Let's try an analogy:

I was, together with thousands of others, owed a substantial amount of money, at least to me. I was told this in 2010. The facts were clear and there could be no reasonable excuse to prolong paying out what they owed. This was noted by a person who had retired from the fire service. It had a union but there were not enough fire officers to take the case through court. So the government told the union to clear off. They approached the police which, although it had no union, did have a government run federation and although its freedom of movement was limited, it was allowed to look after the interests of past members. So joint funding meant a success? Well yes but only after the case went to appeal after appeal, all on grounds that our lawyers said would not be upheld. The government was flying a kite.
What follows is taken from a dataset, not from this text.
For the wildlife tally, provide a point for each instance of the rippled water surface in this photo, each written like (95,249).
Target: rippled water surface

I got paid out in 2016, the suggestion being 'with interest', but it was paid at base rate, so the government got money from us and I got less than I was entitled to. And the federation had costs that were not funded by the court.

So the government were aware that they were underpaying but carried on doing so despite this. Then, when they were caught, they delayed payment by all means possible.

They did not break the law. I would assume you would agree that it was wrong though.

As an addendum, the government, under the generous leadership of May as home secretary, they briefed against the police, suggesting that they had, somehow, too much money, and then stopped federation officials, who are, after all, working for the 'management' side as the federation is imposed on the police, taking time off to do their federation duties. Nasty and vicious were the nicest things I think of when I see May.

So no more of this rather stupid 'What law did Green break'. I don't know whether there's a civil case possible against him, but I know that the odds of it being affordable by pensioners, especially those who have lost theirs, is pretty low.